According to Ogbodum, “The situation requires collective effort to tackle. I think the schools and other stakeholders can work together to create awareness, provide counseling services, involve parents and collaborate with other stakeholders to create a drug-free environment for children.
“On raising awareness, one of the most effective ways to prevent drug abuse among children and adolescents is to provide them with accurate and age-appropriate information about the risks associated with drug use.
“Which is why at SSDP, we support the notion of ‘Say Know to Drugs’ because once they have sufficient knowledge, it will help them make informed decisions.
“Schools can incorporate drug education programs into their curriculum, which can include workshops, guest speakers, and interactive activities”.

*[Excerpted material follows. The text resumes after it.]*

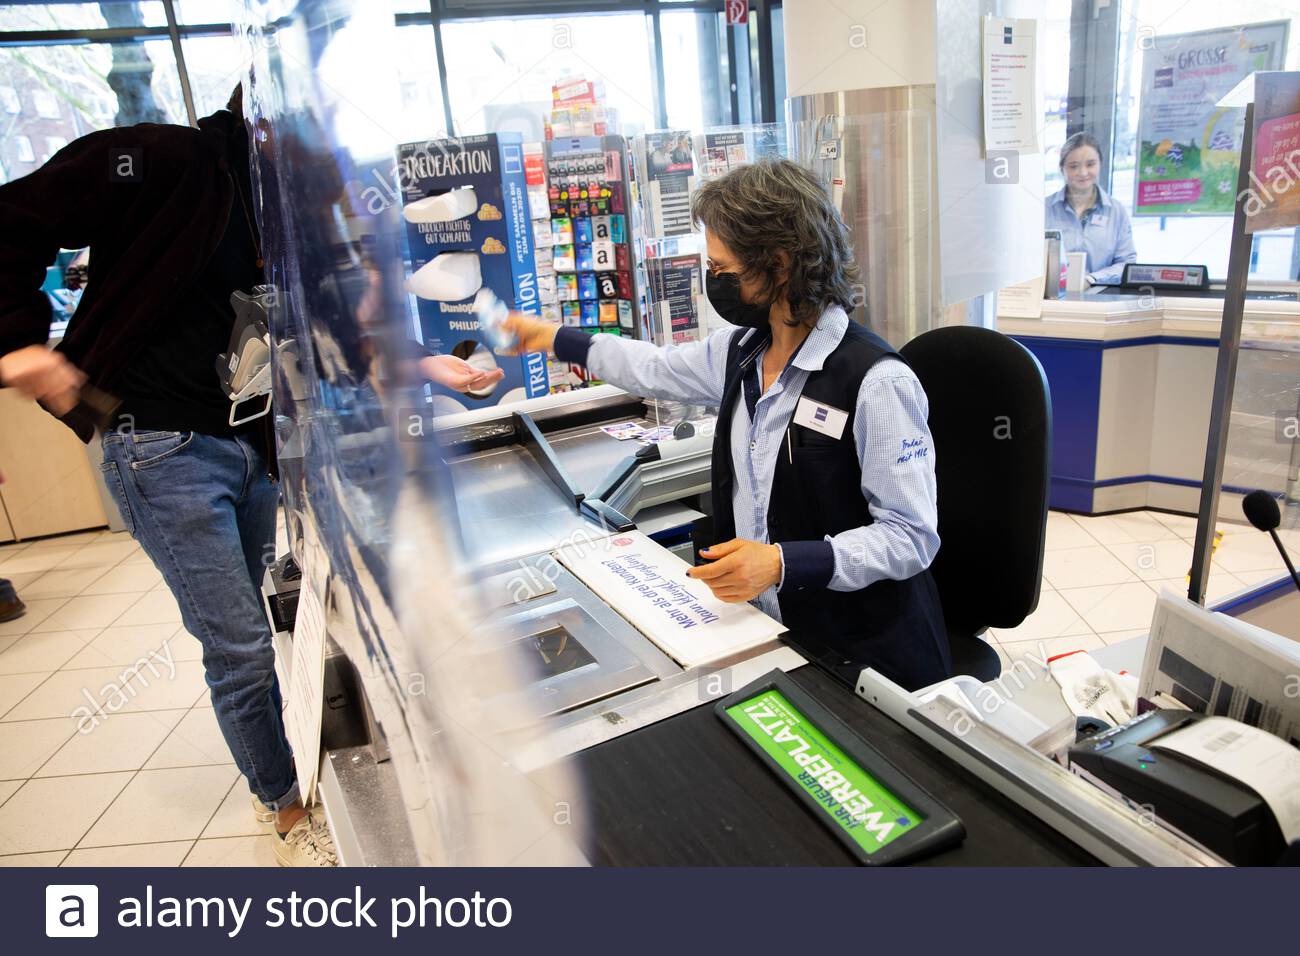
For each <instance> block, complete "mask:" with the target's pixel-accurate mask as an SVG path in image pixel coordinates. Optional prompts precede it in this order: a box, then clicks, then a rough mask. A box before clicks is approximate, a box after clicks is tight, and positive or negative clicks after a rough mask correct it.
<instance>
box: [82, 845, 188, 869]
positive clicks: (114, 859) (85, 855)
mask: <svg viewBox="0 0 1300 956" xmlns="http://www.w3.org/2000/svg"><path fill="white" fill-rule="evenodd" d="M192 845H194V842H192V840H175V842H172V843H134V844H130V845H126V847H87V848H85V849H74V851H73V852H72V853H69V855H68V856H66V857H65V858H64V862H62V866H96V868H100V866H179V865H181V861H182V860H185V855H186V853H188V852H190V848H191V847H192Z"/></svg>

The Vice Chairman, Board of Directors for Students for Sensible Drug Policy International added that parents must engage their wards regularly, monitor their behaviour and befriend them to offer support when needed.

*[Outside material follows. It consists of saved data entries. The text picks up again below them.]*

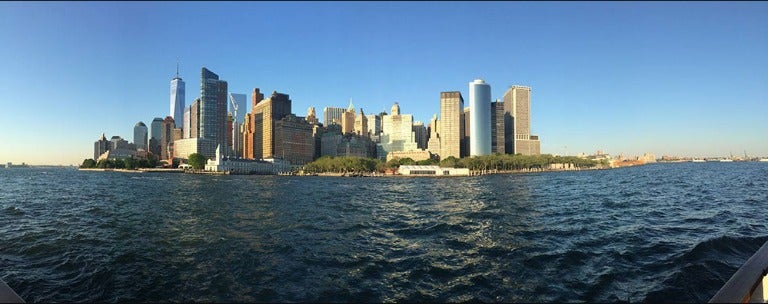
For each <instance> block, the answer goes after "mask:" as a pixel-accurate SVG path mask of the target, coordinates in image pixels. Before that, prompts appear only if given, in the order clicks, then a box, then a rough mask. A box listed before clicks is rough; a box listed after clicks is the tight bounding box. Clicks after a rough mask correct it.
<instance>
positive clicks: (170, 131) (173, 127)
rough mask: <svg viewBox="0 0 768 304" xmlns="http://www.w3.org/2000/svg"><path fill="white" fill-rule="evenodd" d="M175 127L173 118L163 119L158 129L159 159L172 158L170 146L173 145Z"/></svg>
mask: <svg viewBox="0 0 768 304" xmlns="http://www.w3.org/2000/svg"><path fill="white" fill-rule="evenodd" d="M175 126H176V122H174V121H173V117H171V116H167V117H165V119H164V120H163V123H162V127H161V129H160V133H161V134H160V159H171V158H173V155H172V150H171V149H170V146H171V144H172V143H173V129H174V128H175Z"/></svg>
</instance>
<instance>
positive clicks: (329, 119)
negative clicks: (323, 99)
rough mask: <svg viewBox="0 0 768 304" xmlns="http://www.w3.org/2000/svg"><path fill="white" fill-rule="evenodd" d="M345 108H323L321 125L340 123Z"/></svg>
mask: <svg viewBox="0 0 768 304" xmlns="http://www.w3.org/2000/svg"><path fill="white" fill-rule="evenodd" d="M346 110H347V109H344V108H334V107H325V108H324V109H323V126H326V127H327V126H329V125H331V124H332V123H335V124H338V125H341V116H342V114H344V112H345V111H346Z"/></svg>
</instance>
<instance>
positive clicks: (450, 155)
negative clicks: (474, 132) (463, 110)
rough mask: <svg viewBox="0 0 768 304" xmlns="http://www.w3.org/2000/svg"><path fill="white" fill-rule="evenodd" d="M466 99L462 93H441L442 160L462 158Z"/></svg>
mask: <svg viewBox="0 0 768 304" xmlns="http://www.w3.org/2000/svg"><path fill="white" fill-rule="evenodd" d="M462 109H464V98H463V97H461V92H458V91H454V92H440V121H439V124H440V126H439V127H438V130H439V132H438V135H439V136H440V152H439V154H440V158H441V159H446V158H448V157H449V156H453V157H456V158H461V140H462V139H463V138H464V136H463V135H464V130H463V129H462V124H461V120H462V118H463V116H462V115H461V114H462Z"/></svg>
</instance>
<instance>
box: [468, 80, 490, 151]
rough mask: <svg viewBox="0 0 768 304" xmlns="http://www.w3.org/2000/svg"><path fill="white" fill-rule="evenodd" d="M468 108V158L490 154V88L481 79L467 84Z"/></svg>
mask: <svg viewBox="0 0 768 304" xmlns="http://www.w3.org/2000/svg"><path fill="white" fill-rule="evenodd" d="M469 107H470V108H471V109H472V112H471V114H470V115H471V116H472V123H471V124H469V133H470V134H472V135H471V139H470V143H469V155H470V156H483V155H489V154H491V86H490V85H489V84H488V83H486V82H485V81H484V80H482V79H475V80H474V81H472V82H470V83H469Z"/></svg>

She further suggested that schools must have functional counselling and treatment centres.
“Schools can partner with healthcare professionals and community organizations to provide counseling and treatment services to affected students and such services should be discounted to the bearest minimum as this will encourage uptake of service.
“So the three A’s in Public Health approach; accessibility, affordability and availability should be considered.
She concluded that efforts must also be geared towards identifying the root causes of drug abuse among the students to determine the strategies to deploy.